The lack or insufficient supply of oxygen is linked with the development of hypoxia. Cells need oxygen to adequately or optimally function. Thus, when oxygen supply does not meet cellular demand, hypoxia can develop. The condition is also known as altitude sickness, since it generates some symptoms indicative of being at high altitudes during activities such as mountain climbing.
The connection between oxygen and hypoxia is split into two broad categories. In generalized hypoxia, the sickness affects the entire body. This is the type of hypoxia that commonly afflicts mountain climbers, who encounter lower oxygen concentration and reduced air pressure the higher they climb.

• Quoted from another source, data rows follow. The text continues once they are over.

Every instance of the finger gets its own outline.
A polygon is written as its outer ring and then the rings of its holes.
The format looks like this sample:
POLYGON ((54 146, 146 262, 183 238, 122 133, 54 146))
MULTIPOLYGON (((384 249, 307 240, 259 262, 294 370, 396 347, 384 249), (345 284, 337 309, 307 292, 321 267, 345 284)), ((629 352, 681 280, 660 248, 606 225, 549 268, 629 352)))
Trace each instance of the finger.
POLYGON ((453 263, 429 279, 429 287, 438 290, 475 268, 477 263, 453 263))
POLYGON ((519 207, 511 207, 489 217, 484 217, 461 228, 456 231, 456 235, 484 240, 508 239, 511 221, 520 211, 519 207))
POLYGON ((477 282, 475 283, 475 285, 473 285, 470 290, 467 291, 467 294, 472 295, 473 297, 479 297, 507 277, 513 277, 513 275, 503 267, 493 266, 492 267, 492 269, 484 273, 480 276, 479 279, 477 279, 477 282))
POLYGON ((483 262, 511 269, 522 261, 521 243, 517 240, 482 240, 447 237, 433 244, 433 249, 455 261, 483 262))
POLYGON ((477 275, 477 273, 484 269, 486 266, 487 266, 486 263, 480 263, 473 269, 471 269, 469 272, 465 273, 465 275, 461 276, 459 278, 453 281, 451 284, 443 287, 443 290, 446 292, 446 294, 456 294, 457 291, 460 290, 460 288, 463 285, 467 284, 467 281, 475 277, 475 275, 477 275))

Other causes include poor pulmonary ventilation or sleep apnea. Tissue hypoxia, on the other hand, is restricted to a certain area of the body.
In most cases, the blood flow is a determining factor of how strong the connection between oxygen and hypoxia is. For instance, stagnant hypoxia, or ischemic hypoxia, concerns the lack of oxygen due to the reduction of blood flow, while with hypoxic hypoxia, the blood flow is fine, but not enough oxygen is reaching it. With anemic hypoxia, hemoglobin deficiency or defects decreases the blood’s capability to carry oxygen. A few types of the condition do not involve the blood as a factor at all. For example, cerebral hypoxia merely denotes hypoxia characterized by lack of sufficient oxygen to the brain.
The most common result of the link between oxygen and hypoxia is shortness of breath. Other signs include appetite loss, dizziness, difficulty sleeping, fatigue, headache, nausea and vomiting. In the more severe cases, skin discoloration, cardiac arrest or arrhythmia, seizures, or low blood pressure may occur. There is also the possibility of anoxia. This is considered worse than hypoxia, since it denotes a complete decrease of oxygen.
The body usually responds defensively to hypoxia. Most tissues, when faced with this condition, rely on vasodilation, which means that the blood vessels widen to increase the body’s blood flow. Other areas of the body, particularly the lungs, react in the total opposite fashion with vasoconstriction. By narrowing the blood vessels, it prevents the occurrence of internal bleeding or blood loss.
A mechanical supply of oxygen is typically the best way to alter the link between oxygen and hypoxia. This can be accomplished by using oxygen concentrators. Hypoxia can also be prevented by avoiding high altitudes, as well as adhering to healthy eating habits and drinking a reasonable amount of fluids.